Also, very interesting article! When you think about it, the bias is trivially visible in the context of the pigeonhole principle; if there’s 27 possible outputs but only 6 holes to put those outputs in, then there’s obviously going to be some over-represented results (at least 3, in fact, since 27%6=3)

I’ve noticed that the majority of comments on this article seem to fall into two categories for me: those that get the point of the article, and those that think that the incorrectness of the first algorithm is mathematically obvious and wonder what all the fuss is about. I’ll give this latter category the benefit of the doubt and assume that they are not just trying to make themselves look smarter than the rest of the herd.
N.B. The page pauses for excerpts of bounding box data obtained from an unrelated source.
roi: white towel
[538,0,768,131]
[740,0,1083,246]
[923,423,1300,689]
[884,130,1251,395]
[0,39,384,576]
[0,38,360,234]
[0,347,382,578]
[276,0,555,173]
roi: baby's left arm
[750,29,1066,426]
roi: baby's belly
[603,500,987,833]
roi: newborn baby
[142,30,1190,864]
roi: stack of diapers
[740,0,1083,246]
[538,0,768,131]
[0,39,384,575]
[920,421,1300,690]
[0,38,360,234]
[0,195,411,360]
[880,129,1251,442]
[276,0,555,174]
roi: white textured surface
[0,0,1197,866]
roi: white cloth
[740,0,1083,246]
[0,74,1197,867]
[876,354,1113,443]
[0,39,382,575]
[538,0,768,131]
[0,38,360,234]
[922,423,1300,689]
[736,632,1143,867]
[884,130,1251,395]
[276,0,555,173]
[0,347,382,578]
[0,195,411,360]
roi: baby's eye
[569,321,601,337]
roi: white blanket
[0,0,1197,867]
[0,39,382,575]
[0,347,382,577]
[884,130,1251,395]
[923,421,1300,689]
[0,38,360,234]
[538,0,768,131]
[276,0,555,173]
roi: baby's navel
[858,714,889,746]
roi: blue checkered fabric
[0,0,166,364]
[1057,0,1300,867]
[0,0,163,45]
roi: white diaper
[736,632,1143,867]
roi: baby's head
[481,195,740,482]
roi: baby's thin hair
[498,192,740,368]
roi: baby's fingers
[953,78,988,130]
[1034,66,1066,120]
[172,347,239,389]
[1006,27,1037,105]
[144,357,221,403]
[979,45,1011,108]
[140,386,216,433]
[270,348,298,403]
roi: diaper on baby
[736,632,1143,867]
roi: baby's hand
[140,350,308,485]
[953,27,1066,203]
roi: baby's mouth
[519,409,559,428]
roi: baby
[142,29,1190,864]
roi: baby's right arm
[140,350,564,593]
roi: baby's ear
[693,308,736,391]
If there are developers out there who really are wondering why the example given seems like such a legitimate trap to the rest of us, I’d like to remind you of two things.

First, I’ve found that one of the most common (although not universal) weaknesses in developers without a formal computer science education is in the practical application of complexity theory and formal proofs to everyday code. Programmers (such as myself) who fall into this category need all the reminders we can get.

Second, if your main reaction to the given example is that it’s wrongness is obvious, then you’ve missed the point of the article, which Mr. Atwood so kindly emphasized in boldface for us. Slightly rephrased, it is possible for code to appear both simple and correct, while still being subtly wrong. If you would never stumble over the example given, be assured that there’s a different one waiting around the corner just for you.

In the naive algorithm an array element can change its value many times but in the KFY it can change it only once! Thats the difference. Thats why the naive algorithm leaks!